The Australian Medical Association (AMA) president, Associate Professor Brian Owler, is seeking a meeting with Aspen to ask questions about their plans for training staff.

“Everyone wants to make sure these people are brought home safely. So the training has to be to a very high standard,” Professor Owler said.

“It does involve making sure that they’re well drilled in using the personal protective equipment, but also understand the conditions that they’re going to be working under, the things that they’re going to confront, and that they have reasonable expectations even about treatments they’re going to be able to provide to these patients.”

Both Professor Owler and Senator Di Natale suggest AUSMAT should be playing a role in Australia’s involvement in West Africa.

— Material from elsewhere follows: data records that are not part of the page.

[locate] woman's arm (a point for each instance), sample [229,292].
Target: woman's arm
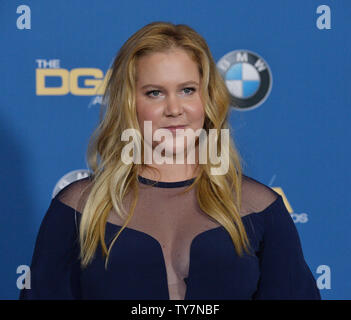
[284,271]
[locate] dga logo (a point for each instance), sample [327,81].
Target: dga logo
[248,78]
[69,178]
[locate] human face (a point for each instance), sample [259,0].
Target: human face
[168,93]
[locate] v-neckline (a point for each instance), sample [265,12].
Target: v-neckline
[158,244]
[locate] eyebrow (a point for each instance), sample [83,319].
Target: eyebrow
[180,85]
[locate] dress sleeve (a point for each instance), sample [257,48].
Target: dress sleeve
[285,274]
[54,271]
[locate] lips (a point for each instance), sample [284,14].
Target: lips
[175,127]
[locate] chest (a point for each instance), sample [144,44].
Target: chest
[172,267]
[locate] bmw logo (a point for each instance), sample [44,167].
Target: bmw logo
[248,78]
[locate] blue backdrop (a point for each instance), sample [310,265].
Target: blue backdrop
[296,141]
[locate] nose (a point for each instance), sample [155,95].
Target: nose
[174,106]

“Of course they should. These are the people who are trained specifically for instances like this,” Senator Di Natale said.

“That’s the whole point of having an AUSMAT team – to have people with the skills and qualifications who can go to the field and can ensure that they’re the first responders.

“We need to ensure that AUSMAT health professionals are deployed to West Africa not simply because they’re the most appropriate people to respond in instances such as this, but if there was to be an outbreak, for example in our region… then it would be the AUSMAT team that would be deployed, and without that field experience it potentially exposes us to serious risk.”

Groups such as Oxfam Australia and the Public Health Association are calling for the military to be deployed.

But Mr Dutton said there was no need for a military response, and that the UK, US and countries in Europe were all using private contractors to tackle the Ebola outbreak.

Meanwhile the World Health Organisation reported the Ebola death toll stood at a revised figure of 4818, with just more than 13,000 reported cases.